Runners-up: - 1942-1948. A lot of the same appeal as in the earliest Superman books. - 1971-1986. Occasional great stories and lots of Curt Swan goodness (the definitive Superman artist for my generation - I still prefer his manly and mature-looking "John Wayne" Superman over all other visualizations). All too often let down by mediocre, lackluster, misguided, and downright boring Cary Bates plots (fanboy turned writer, the Busiek of his era).
The rest? After the Crisis, I completely lost interest in the books and the character, mainly because of Byrne. He ruined Superman (for me). No, I didn't find it a "back to basics" approach. It was just another classic character and book turned into a Byrne book and forced to conform to Byrne's limited and uninteresting way of thinking (and to his god-size ego).

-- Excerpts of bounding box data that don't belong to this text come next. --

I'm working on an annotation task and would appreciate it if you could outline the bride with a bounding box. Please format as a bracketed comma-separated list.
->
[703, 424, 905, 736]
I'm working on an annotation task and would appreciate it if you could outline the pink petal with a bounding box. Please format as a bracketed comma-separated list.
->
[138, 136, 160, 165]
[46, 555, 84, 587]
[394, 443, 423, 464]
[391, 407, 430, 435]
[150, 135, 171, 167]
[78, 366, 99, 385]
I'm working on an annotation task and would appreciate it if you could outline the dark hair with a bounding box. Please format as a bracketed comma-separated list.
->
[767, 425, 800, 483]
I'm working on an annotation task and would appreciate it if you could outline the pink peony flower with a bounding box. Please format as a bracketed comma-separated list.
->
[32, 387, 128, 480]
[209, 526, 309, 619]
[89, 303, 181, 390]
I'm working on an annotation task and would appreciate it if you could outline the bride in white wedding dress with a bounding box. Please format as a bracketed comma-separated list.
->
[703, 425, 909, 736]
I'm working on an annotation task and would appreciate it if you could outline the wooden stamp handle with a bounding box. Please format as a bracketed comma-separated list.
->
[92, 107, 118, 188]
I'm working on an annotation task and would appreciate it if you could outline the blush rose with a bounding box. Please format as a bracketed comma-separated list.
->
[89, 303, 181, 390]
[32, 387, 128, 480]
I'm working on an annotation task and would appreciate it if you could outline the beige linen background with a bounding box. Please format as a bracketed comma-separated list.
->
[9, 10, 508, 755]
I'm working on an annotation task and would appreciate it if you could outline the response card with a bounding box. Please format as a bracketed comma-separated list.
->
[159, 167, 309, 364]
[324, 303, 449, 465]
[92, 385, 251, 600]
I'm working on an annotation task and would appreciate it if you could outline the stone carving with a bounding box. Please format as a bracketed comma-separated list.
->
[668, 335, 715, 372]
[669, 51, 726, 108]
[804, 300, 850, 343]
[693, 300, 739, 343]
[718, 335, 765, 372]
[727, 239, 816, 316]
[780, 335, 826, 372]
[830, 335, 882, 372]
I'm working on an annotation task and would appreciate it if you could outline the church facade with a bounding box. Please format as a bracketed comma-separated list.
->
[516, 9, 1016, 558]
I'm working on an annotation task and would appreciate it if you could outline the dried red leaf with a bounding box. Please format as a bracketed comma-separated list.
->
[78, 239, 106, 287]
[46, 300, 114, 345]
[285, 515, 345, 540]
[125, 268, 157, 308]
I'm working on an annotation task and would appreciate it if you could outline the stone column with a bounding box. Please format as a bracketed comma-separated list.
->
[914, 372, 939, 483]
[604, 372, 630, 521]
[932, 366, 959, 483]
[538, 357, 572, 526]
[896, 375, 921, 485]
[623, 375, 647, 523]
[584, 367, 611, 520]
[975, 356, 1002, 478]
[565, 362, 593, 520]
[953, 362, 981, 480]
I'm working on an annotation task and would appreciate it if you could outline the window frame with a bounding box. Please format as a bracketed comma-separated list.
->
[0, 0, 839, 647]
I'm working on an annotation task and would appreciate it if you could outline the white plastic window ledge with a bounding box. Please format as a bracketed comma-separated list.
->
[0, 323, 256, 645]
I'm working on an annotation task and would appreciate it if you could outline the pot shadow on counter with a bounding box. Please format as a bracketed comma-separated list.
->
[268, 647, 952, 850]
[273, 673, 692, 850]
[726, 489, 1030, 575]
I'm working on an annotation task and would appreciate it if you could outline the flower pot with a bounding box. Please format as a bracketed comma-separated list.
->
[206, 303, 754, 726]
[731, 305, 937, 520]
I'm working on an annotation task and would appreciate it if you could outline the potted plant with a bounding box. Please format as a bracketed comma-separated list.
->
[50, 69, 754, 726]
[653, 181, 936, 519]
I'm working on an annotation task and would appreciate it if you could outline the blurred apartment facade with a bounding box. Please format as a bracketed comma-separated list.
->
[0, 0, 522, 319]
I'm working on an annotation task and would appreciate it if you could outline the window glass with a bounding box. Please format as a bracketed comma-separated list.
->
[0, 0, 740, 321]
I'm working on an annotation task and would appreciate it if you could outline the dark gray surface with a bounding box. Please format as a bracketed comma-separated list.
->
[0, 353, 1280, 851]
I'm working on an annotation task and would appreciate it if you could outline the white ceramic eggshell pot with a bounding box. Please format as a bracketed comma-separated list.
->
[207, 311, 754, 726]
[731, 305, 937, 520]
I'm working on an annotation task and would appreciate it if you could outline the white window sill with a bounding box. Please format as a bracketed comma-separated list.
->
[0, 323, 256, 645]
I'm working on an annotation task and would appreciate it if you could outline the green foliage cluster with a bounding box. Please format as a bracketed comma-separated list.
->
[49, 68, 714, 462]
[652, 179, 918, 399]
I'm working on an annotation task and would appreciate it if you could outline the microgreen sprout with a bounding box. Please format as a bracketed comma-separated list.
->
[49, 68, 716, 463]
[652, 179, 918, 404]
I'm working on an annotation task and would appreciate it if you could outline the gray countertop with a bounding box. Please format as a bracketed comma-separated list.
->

It was also a 'Marvelization' of the DCU: a single (more-or-less) coherent story universe + continuity, which I found ill-suited to DC books. Despite the good intentions, it just didn't work out; instead, it simply made the DCU lose the special quality that had made it different from Marvel. And don't get me even started on the 1990s Superman stories! 1986-1999 is easily the era that I hate the most. I need to burn those books before my children learn to read and find them, in order to protect my kids from the crap. (Let them read Conan or Haunt of Horror or Hellblazer or anything but not that!)
The current era, with writers like Geoff Johns is finally showing some promise again, so I'm following it in collected editions, even if Busiek's stories rarely agree with me.